Be Prepared: How To Manage Your Digital Assets When You're Gone.

in death •  6 years ago  (edited)

The purpose of this guide is to let you know how to manage your digital assets today before you depart to a better place. I know this is a hard subject to discuss and that it most likely will cause tension. So please read carefully. In non-crypto related digital-death stuff, I suggest you read Vered Shavit's guides and understand. In crypto related stuff, we need to apply a different kind of method because of some differences between password management, digital inheritance and money. Also, the methods I suggest today may not be relevant in two or three years. They are current best practices and they will change over time. Keep up with the changes in tech. Fortune discussed this theoretical issue. Also, while this text deals with security and privacy, it is not meant to be a guide on how to secure. Some of the solutions here are over simplified.

First, let's understand the considerations. Our discussion will be on how to manage your assets after you've departed from this world.
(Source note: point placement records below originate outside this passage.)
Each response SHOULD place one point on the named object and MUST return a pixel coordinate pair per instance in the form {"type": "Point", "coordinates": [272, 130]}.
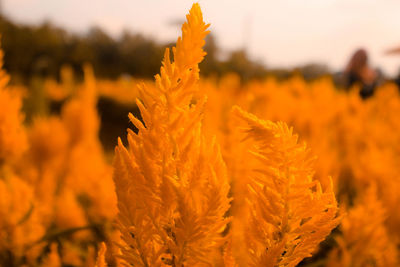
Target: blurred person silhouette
{"type": "Point", "coordinates": [359, 72]}
{"type": "Point", "coordinates": [395, 52]}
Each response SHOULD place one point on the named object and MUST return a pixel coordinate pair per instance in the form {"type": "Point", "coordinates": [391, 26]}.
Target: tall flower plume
{"type": "Point", "coordinates": [289, 212]}
{"type": "Point", "coordinates": [172, 183]}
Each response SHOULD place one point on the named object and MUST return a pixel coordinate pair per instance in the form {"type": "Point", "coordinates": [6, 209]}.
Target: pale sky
{"type": "Point", "coordinates": [280, 33]}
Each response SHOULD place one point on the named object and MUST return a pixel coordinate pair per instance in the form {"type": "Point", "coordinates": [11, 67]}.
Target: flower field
{"type": "Point", "coordinates": [210, 173]}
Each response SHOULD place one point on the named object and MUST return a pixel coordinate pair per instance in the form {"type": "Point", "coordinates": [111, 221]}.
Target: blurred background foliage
{"type": "Point", "coordinates": [41, 51]}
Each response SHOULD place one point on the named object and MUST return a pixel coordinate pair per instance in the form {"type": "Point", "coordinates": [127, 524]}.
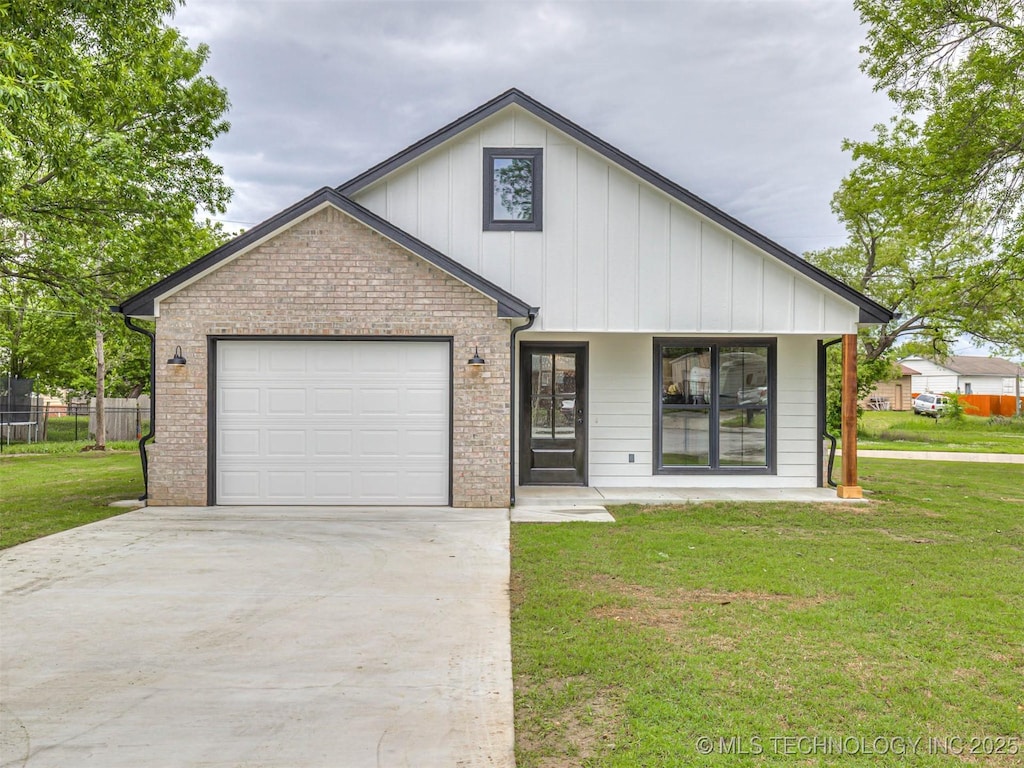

This means that first we need to map the different assets we want to manage (we assume all of them are cryptocurrency based). Our purpose is to first analyse and understand how we want to distribute these assets and control them when we depart. We need to take into consideration different inheritance taxes globally, and to check which of our beneficiaries will need to pay taxes; we also need to decide how will we let our beneficiaries know that they are entitled to these assets. This is the first problem. Meaning, usually, when you die, a will provided, or the law states how to distribute your assets. This means you go to the bank, and if there's an account then the bank just sends the beneficiaries their part of the balance.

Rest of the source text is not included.